Después de que Mahiru se hubo lavado la cara y tomado el té, se sirvió la mesa. Los platos se iban sucediendo uno tras otro, a cual más rico y más exótico. Era la primera vez en su vida que Mahiru veía una mesa tan abundantemente servida. Comió y bebió hasta hartarse y cuando terminó de comer y de tomar el té se despidió como para irse. Entonces el viejo ordenó a un alguien que trajera una bandeja con oro y otra con plata y le manifestó a Mahiru:
- Tú eres el salvador de mi hijo. No tengo nada bueno para ofrecerte como agradecimiento. Recibe por favor este insignificante regalo, para expresarte mis respetos.
- Es mi obligación ayudar a los demás a salir de las dificultades. Ya he recibido un buen banquete y una gran muestra de afecto, ¿qué más puedo pedir? - contestó Mahiru.
- Eso no. Tú has salvado de buen corazón a una persona, ¿cómo no voy a agradecértelo?
El viejo siguió insistiendo, pero Mahiru no aceptaba. Entonces no le quedó más remedio que decir:
- Entonces hagamos así: mira lo que más te guste de esta casa y llévate dos. Así quedará cumplida nuestra intención.
Mahiru miró por todas partes, notó que detrás de la puerta había en verdad colgado un reluciente palo de azufaifa, y dijo tímidamente:
- ... Denme ese palo de azufaifa. Me servirá para defenderme de los animales salvajes.
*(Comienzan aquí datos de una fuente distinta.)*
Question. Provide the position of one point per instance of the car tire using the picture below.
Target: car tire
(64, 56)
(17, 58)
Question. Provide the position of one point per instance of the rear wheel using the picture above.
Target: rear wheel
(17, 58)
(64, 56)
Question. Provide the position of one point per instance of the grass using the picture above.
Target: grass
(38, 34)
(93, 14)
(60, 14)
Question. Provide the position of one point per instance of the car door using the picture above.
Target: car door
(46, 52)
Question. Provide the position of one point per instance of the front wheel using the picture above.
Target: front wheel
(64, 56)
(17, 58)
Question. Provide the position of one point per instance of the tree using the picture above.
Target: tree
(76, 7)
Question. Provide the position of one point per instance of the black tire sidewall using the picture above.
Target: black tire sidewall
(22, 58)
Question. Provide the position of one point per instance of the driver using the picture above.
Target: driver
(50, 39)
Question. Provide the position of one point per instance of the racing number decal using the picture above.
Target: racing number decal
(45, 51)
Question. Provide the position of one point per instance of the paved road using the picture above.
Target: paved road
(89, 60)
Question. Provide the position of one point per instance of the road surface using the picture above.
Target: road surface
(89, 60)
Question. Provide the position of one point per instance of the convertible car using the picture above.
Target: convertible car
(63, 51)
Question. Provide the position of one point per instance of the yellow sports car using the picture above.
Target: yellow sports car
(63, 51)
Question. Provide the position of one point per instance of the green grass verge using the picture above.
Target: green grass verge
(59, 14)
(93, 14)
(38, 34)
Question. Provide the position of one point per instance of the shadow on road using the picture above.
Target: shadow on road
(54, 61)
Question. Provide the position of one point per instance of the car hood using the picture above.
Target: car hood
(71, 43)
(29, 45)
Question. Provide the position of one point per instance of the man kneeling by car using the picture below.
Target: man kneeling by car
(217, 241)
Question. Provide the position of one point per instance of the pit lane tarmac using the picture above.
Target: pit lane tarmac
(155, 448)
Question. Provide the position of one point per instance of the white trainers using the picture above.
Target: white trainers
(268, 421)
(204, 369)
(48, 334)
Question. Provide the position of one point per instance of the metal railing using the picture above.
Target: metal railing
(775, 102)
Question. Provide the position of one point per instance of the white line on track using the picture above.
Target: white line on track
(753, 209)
El viejo dudó un poco y contestó:
- Bien, cógelo. Puedes defenderte de los animales salvajes con él, pero no lastimar a la gente. Sakuya, acompaña a tu salvador.
Sakuya acompañó a Mahiru hasta un cruce del camino y le expresó con reticencia:
- Hermano Mahiru, te voy a decir la verdad. Mi pelea de ayer con Misono fue porque yo quería una maceta que hay en su casa con una flor llamada yuzan; él no me la quería dar, y me llamó "diablo negro". Yo pienso que seguramente Misono te invitará a su casa. Cuando su familia te ofrezca cosas en agradecimiento no aceptes nada, sólo esa maceta con la flor. ¡Ay, esa flor! Pero ahora no te diré nada, eso lo sabrás tú mismo después... No te olvides de esto por nada del mundo,... ¡Adiós! - y dicho esto volteó la cabeza y se convirtió en una serpiente verde que desapareció hacia el suroeste.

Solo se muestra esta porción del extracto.